UN HOMBRE CONTRA QUIEN NADA PUDO EL SOBORNO
La época de la restauración del trono de Inglaterra, después de la República de Oliverio Cromwell, fue de dura prueba para los que habían apoyado al Protector. No pocos hombres de los más valientes y sabios, vieron declinar su fortuna; entre ellos, Milton, el gran poeta que tanto había trabajado por Cromwell, fue encarcelado, y otros muchos tratados duramente por los realistas.
Con todo, hubo un amigo leal del Protector que gozó de gran influencia en el nuevo gobierno. Era éste Andrés Marvell, célebre poeta satírico, antiguo miembro del Parlamento, por Hull, distrito que lo reeligió en las primeras elecciones efectuadas en tiempo del nuevo monarca, Carlos II. Marvell hablaba poco y, a pesar de ello, su influencia era extraordinaria. Levantóse para defender a Milton y lo hizo con tal energía, que ganó para su causa numerosos amigos.
Pero mucho mayor todavía fue el efecto que produjo Andrés Marvell con su pluma, por medio de sus sátiras que ridiculizan amargamente las palabras, acciones o escritos de una persona. Así, por ejemplo, indignado el poeta de que Carlos II sacase constantemente dinero del Parlamento y lo derrochase, escribió un fingido discurso del rey sobre el estado de la Hacienda. En los últimos años de su vida, sus sátiras fueron de una acritud extraordinaria. Acometió a los cortesanos, atacó sin compasión al gran ministro Clarendon y, por último, satirizó a Samuel Parker, el intolerable ministro de Oxford.
Ahora bien, en vista de tal obstinación, así el rey como sus ministros creyeron necesario reducir al silencio a tan eminente y agudo escritor. A este propósito se refiere la siguiente anécdota.

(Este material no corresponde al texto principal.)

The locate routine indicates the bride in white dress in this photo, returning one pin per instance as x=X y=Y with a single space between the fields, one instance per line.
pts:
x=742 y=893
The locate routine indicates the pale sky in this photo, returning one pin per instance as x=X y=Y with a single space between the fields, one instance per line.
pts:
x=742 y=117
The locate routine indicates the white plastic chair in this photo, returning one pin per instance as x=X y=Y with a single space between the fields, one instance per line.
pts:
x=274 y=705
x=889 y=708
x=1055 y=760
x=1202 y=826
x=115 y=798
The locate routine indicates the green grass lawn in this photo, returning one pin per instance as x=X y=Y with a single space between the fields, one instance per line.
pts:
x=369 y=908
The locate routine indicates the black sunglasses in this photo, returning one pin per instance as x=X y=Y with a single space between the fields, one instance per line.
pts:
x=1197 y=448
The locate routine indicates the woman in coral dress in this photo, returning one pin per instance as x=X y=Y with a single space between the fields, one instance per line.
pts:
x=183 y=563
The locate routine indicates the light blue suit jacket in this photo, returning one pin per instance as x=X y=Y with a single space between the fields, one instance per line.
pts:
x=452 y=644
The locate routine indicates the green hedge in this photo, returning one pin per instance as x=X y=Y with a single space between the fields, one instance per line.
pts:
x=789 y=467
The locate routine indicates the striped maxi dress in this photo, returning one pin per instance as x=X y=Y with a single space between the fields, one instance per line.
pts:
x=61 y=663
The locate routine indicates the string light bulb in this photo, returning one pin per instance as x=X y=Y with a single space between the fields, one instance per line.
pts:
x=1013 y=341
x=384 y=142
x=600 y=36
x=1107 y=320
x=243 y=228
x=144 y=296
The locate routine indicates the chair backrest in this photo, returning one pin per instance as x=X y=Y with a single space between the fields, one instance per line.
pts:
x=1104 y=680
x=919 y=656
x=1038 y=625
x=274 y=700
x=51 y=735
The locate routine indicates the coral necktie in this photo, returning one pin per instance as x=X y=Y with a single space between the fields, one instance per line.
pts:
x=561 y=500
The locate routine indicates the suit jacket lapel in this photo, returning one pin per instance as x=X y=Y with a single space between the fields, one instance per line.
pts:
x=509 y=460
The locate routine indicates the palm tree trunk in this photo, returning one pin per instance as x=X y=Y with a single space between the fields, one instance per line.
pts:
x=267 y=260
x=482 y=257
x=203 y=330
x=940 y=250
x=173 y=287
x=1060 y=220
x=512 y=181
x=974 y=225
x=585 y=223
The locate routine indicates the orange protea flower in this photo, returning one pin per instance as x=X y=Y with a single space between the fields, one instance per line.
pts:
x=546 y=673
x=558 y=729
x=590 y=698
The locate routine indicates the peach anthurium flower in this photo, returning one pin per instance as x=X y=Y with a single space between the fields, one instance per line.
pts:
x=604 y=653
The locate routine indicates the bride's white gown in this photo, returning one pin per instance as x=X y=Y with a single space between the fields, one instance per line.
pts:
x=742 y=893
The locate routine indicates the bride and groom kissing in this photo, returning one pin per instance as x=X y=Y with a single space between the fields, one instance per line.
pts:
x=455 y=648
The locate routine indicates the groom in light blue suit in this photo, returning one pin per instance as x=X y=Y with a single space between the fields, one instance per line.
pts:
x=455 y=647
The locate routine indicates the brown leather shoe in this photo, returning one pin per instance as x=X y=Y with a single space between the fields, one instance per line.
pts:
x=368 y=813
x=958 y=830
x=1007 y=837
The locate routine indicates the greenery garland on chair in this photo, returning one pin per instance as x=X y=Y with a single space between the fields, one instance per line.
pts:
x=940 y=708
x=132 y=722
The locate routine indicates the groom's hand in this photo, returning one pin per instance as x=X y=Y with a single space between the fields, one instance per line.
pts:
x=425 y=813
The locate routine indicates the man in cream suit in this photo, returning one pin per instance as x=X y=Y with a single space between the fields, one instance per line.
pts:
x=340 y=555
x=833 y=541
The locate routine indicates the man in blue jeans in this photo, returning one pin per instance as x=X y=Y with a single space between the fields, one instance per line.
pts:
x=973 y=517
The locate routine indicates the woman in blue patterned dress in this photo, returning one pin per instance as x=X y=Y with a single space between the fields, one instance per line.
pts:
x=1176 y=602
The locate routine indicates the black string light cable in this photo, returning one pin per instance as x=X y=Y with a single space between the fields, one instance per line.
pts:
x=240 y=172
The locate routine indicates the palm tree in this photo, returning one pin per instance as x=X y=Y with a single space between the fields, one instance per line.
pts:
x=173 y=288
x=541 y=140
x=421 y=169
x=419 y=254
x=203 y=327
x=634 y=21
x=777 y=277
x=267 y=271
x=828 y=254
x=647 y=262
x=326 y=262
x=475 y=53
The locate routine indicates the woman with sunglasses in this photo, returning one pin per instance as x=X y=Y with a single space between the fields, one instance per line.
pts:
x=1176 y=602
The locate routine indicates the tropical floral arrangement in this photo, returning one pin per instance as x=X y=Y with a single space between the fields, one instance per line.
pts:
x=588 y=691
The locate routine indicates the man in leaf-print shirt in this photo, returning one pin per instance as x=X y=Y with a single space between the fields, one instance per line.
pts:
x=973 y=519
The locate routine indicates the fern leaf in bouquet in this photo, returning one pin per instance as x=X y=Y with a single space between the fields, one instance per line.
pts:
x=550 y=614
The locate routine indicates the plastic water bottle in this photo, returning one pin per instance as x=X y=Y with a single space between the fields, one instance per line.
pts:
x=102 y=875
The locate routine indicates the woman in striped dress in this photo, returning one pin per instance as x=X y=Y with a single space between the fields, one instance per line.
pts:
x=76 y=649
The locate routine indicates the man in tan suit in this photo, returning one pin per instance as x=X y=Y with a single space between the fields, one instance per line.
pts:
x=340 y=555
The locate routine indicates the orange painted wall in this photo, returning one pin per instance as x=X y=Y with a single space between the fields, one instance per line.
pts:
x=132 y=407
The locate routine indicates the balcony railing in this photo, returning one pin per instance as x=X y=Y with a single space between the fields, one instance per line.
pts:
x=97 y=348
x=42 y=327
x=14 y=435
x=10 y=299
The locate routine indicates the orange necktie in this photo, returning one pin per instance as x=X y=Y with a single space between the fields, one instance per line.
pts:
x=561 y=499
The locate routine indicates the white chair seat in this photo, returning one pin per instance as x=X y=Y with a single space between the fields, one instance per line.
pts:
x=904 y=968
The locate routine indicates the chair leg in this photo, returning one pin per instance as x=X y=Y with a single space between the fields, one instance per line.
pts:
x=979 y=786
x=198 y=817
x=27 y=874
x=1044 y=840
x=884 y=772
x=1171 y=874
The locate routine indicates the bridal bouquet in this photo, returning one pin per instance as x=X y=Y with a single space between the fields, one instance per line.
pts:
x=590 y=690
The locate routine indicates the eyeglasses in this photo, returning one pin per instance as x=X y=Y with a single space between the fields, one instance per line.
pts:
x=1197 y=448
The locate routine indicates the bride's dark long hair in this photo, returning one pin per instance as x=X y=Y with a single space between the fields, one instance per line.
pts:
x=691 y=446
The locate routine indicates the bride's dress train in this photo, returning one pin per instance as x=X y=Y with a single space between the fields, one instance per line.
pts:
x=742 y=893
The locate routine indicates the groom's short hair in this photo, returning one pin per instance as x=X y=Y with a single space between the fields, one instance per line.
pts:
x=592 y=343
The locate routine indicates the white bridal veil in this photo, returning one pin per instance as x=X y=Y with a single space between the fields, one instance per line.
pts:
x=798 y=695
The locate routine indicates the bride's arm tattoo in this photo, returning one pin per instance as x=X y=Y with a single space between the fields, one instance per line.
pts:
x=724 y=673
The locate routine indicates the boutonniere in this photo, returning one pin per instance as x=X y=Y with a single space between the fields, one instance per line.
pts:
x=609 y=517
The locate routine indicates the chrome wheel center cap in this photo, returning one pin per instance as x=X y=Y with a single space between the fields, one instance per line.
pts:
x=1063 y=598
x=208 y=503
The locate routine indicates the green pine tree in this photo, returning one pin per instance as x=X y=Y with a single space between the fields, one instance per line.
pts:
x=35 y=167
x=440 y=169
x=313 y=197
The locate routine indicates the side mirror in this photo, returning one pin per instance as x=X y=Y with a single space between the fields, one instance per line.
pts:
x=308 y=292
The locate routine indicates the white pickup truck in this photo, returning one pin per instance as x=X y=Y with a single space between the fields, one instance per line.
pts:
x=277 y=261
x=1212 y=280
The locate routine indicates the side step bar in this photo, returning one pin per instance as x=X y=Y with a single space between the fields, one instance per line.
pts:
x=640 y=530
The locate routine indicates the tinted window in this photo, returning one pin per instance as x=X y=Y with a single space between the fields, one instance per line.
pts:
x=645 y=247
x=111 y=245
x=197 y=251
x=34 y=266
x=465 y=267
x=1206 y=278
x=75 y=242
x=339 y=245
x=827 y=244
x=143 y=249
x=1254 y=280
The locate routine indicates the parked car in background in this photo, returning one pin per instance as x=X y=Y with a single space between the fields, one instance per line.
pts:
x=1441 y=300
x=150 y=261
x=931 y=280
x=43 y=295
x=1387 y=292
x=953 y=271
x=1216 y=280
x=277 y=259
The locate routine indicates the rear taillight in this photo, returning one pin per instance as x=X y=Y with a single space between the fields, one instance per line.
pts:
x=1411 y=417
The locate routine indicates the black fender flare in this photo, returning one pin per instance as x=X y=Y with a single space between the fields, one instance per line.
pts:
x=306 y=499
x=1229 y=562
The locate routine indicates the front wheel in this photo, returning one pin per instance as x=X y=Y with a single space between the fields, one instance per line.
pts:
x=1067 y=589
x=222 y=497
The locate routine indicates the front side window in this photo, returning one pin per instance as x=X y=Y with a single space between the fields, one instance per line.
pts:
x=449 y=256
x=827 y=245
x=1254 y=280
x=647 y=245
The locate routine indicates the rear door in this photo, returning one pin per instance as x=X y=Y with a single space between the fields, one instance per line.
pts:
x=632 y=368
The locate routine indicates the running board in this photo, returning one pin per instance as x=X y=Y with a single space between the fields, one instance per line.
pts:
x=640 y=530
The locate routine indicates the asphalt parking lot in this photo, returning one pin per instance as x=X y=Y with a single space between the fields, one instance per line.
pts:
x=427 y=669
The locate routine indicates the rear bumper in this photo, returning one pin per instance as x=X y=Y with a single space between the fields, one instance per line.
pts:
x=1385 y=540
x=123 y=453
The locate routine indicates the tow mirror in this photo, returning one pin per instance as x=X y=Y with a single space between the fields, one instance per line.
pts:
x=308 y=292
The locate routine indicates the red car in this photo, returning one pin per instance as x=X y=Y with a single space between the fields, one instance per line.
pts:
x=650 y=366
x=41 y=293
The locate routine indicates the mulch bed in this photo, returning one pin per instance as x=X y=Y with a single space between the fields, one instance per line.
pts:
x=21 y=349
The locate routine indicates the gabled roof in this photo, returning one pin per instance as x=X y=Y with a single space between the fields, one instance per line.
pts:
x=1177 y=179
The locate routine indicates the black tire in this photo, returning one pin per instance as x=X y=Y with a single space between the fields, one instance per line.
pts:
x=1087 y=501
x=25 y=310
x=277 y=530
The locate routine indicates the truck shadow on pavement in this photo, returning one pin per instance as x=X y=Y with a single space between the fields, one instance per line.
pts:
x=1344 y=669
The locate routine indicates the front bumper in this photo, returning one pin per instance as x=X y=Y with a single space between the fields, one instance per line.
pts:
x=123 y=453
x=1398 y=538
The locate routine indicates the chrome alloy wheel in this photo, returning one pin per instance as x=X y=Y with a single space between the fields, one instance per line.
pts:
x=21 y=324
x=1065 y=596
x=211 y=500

El divertido monarca Carlos II, se complacía frecuentemente en encontrarse y conversar con Marvell, cuyas agudezas y donaires le agradaban sobremanera. Una mañana, S. M. dio al ministro de Hacienda, Danby, el encargo de que fuese a buscar al poeta, el cual, muy escaso de bienes materiales, no tenía apenas otro salario que el que recibía de la ciudad de Hull, como representante suyo en el Parlamento. Súpolo el astuto monarca y, al encargar a su ministro que fuese en busca de Marvell, añadió que emplease cuantos medios creyera oportunos para atraer a su partido al célebre y agudo satírico.
Danby tuvo alguna dificultad en dar con la casa de Marvell; mas al fin, habiéndola encontrado, entró en ella sin previo aviso.
-¿A qué debo el honor de esta visita? -preguntó Marvell, levantando los ojos del escrito que tenía, encima de la mesa.
-He venido de parte de S. M., que desea saber en qué puede servir a usted -contestó el ministro.
-S. M. no puede servirme en nada -repuso Marvell.
-Pero es que S. M. desea que acepte usted el puesto de honor que merece en su corte.
Andrés Marvell rechazó inmediatamente el honor, mejor dicho, el deshonor, como él lo suponía, diciendo;
-No me es posible aceptar lo que se me propone, porque o habría de ser ingrato al rey votando contra él, o desleal a mi país al hacerme partícipe de las disposiciones del gobierno. El único favor que pido a S. M. es el de que me conceptúe entre sus súbditos, como el más exacto en el cumplimiento del deber; y que se persuada de que sirvo mejor a S. M. rehusando el honor que me brinda, que aceptándolo.
Lord Danby trató de persuadirlo, pero en vano; Marvell continuó firme en su decisión.
Como último recurso, el ministro sacó un paquete en el que se contenían 1.000 libras esterlinas, y poniéndolo en la mesa, dijo:
-El rey me ordena que entregue a usted mil libras, en espera de que se dignará aceptarlas hasta que haya pensado algún otro favor que pueda pedir a S. M.
Andrés Marvell se echó a reír.
-Supongo que el señor ministro no tiene intención de burlarse de mí con semejantes ofertas. Para nada necesito el dinero del rey. Como ve usted, tengo casa en qué vivir, y en cuanto a mi alimento, ahí está mi ama que podrá informarle.
Y, volviéndose a ella, continuó el escritor:
-Sírvase decir a este caballero qué comí ayer.
-Espalda de carnero.
-Y hoy, ¿qué comeré?
-Las sobras hechas picadillo.
-Y mañana, mi querido lord Danby, comeré la espaldilla asada -añadió jovialmente Andrés Marvell.
El ministro, atónito ante la grave sencillez del famoso escritor, lió confuso el paquete del oro y se encaminó al rey a darle cuenta de su encargo.